A Couple Things to Learn about Leadership
Posted by Amy Wilson on October 26, 2009
But just having missed 2 questions on Dan McCarthy’s Talent Management Challenge , I want to talk about those specifically:
First, What is the most likely outcome of people focusing exclusively on developing their strengths and doing only those jobs that match their strengths?

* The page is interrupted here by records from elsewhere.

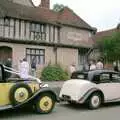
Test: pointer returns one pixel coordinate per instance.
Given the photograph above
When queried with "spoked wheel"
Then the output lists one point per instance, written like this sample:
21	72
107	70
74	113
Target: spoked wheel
94	101
45	103
19	93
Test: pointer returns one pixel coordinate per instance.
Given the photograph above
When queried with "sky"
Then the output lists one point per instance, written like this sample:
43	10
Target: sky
102	14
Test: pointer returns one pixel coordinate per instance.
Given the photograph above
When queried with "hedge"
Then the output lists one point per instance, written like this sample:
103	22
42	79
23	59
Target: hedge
54	73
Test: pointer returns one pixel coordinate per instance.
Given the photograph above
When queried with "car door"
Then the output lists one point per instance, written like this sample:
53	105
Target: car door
109	86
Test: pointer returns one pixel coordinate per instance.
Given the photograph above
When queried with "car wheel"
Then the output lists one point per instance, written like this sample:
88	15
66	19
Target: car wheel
19	93
94	101
45	103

A. It would only work well for those with the right strengths to begin with
B. People would be happier and more productive because they wouldn’t have to worry about their weaknesses
C. The strengths would get stronger, overwhelming any weaknesses that might get in the way
D. Strengths are likely to be overdone or not balanced, and unaddressed weaknesses would become blind spots
E. More people would become strong performers over time
I should have spotted the word “exclusively” and realized my answer of “E. More people would become strong performers over time” was overly optimistic. My team recently conducted a Strengthsfinder exercise and we found it to be very valuable. We learned a lot about ourselves, a lot about each other, and it seeded us with concrete plans on how to grow and get better. Apparently, I missed Dan’s excellent post on The Perils of Accentuating the Positive in which he reviews the book of the same name. “In a nutshell …,” he says “the ‘celebrate your strengths’ mantra is a feel-good, lazy way of side-stepping the hard work required to develop and be successful. It’s giving leaders ‘permission to stagnate””.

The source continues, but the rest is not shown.